Gooooood morning, Detroit! This month, when my alarm went off at 5:30 in the morning (okay, fine, 6—er, 6:30), the sun was streaming over the top of my unfinished bedroom wall, pouring in from the wall of windows in my lofted living room. And I’m that much readier to face the day, the day that now holds 12 hours of sunshine.

All winter long, I was in denial about the Michigan winter, brushing Detroiters off when they warned me of the winter blues and seasonal depression. Only now that it’s not cloudy all the time do I realize how much I hibernated through the cold months. I didn’t realize it at the time, because I found all the ways to have fun during the winter season (the restaurants and bars around the city have great soups and stouts to keep you warm and full). But this will be my first summer in Detroit and I’m excited!

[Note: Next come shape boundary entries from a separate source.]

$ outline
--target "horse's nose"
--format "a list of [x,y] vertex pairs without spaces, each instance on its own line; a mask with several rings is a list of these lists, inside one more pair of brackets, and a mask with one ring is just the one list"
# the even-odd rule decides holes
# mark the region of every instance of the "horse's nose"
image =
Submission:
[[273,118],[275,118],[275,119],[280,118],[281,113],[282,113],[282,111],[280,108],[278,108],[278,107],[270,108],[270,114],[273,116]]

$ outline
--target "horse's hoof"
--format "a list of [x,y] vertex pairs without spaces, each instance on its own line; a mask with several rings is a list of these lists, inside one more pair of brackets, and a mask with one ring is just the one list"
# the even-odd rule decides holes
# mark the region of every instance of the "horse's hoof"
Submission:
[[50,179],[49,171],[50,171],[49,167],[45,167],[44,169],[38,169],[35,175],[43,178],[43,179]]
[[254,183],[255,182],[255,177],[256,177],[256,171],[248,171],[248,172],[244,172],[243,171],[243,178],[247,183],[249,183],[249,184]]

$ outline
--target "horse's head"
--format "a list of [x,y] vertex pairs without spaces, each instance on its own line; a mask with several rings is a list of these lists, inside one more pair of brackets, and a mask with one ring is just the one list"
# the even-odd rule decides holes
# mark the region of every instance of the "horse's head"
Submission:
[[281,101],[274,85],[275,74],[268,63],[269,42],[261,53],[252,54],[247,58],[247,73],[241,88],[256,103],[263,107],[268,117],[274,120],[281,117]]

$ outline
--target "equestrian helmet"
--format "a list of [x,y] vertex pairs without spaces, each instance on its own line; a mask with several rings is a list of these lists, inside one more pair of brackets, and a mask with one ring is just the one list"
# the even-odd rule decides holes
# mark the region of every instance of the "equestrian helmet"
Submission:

Already over Memorial Day weekend, I spent Monday out on Belle Isle, soaking up the rays and barbecuing on the beach. I’ve never seen so many people on Belle Isle before — and we did a Challenge with Detroit in March. It was wonderful to see a community space full of friends and families, as it was intended to be used.

The Movement Festival that weekend was also packed and featured a total transformation of Hart Plaza. I found nooks and crannies I never knew existed, and barely recognized the spots I usually go laze at with a book or laptop.

This weekend was an ode to the power of community spaces. Summer seems to bring about a vibrancy in Detroit that dims during the winter months. Or so we think. It’s not summer that connects Detroiters, but the accessible spaces that come alive during the summer months for the community to enjoy.

A few months ago, I listened to Janette Sadik-Khan talk about transforming empty spaces in New York City to build better community experiences and better cater to pedestrians. Her work is inspiring, because her ideas are attainable. And I think that transformation is slowly happening in Detroit, but we don’t see that progress until the weather is more cooperative.

How can we create more year-round community spaces in our city? Is there a way to bring a touch of summer connectedness to the wintry months where everyone sticks to the comfort of their homes? There were many events in Campus Martius throughout the winter, but they were geared towards those who wanted to be outside or engage in some 21+ fun. There were also many bars and restaurants that held different events. But all of those happenings were costly or inaccessible from many of Detroit’s neighborhoods.

I don’t have an answer — I don’t know Detroit well enough yet to have an answer. But it’s something I’ll think about as I explore Detroit’s community spaces this summer.